On the 19th of April, the editorial was entitled "The Blow at Arras". The comments here on the Germans are sarcastic. Then - "It is a different kind of news from what we were accustomed to read in the first two years of the war, and it is no super-optimism that foresees a steady growth of British and French superiority and a steady weakening of the German power of defense."
Beside the editorial is a piece entitled "The Battle in the Snow", which concerns military activities directly following Vimy. The piece ends with the following two paragraphs.
"The battle of Arras is another proof of the futility of militarism in the long run. The Germans have been making ready for this war for forty years, and at the beginning of it they were superior. The British began to make ready after the war started and have been at it two years and a half; and already they are superior.

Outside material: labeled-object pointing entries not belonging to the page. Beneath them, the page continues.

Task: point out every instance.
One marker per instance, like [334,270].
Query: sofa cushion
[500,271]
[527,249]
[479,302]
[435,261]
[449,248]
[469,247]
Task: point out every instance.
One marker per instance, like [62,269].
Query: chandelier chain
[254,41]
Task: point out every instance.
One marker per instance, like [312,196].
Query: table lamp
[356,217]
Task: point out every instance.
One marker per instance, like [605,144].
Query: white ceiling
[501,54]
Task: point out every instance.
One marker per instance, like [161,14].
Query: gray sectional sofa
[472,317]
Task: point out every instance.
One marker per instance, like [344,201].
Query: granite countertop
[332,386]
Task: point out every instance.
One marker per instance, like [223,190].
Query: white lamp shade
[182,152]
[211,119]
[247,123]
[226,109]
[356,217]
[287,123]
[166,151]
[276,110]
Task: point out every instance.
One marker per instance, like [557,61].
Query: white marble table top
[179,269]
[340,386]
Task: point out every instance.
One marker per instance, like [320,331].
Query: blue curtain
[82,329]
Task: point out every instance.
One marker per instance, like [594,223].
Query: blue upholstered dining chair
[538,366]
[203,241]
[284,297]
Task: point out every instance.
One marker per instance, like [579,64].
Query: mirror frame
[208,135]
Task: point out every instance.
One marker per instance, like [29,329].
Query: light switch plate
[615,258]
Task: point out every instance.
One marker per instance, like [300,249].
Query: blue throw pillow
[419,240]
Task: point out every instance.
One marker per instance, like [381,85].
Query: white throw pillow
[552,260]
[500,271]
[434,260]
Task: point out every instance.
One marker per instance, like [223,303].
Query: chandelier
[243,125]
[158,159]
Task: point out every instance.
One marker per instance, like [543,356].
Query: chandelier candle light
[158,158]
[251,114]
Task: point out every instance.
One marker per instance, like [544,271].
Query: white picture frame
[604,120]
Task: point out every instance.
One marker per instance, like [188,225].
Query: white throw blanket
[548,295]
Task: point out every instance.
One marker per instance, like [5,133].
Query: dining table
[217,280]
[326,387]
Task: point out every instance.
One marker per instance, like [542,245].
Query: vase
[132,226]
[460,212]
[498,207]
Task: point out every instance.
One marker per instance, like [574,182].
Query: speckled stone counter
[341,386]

"Canada has a new reason for pride. It was great good fortune for her that the taking of the Vimy Ridge, for which the Allies had poured out so much of their blood, fell in the long run to her. April 9, 1917, will be in Canada's history one of the great days, a day of glory to furnish inspiration to her sons for generations."
The paper was a Liberal one and came out twice a week in 1917.Thank you, Libby Toop!
You might be interested in knowing that in April of 1917 the paper was giving at least as much attention to the American entry into the War and what they thought the consequences might be. That is a whole different kettle of fish and a pretty interesting one, so far as I've been able to follow it.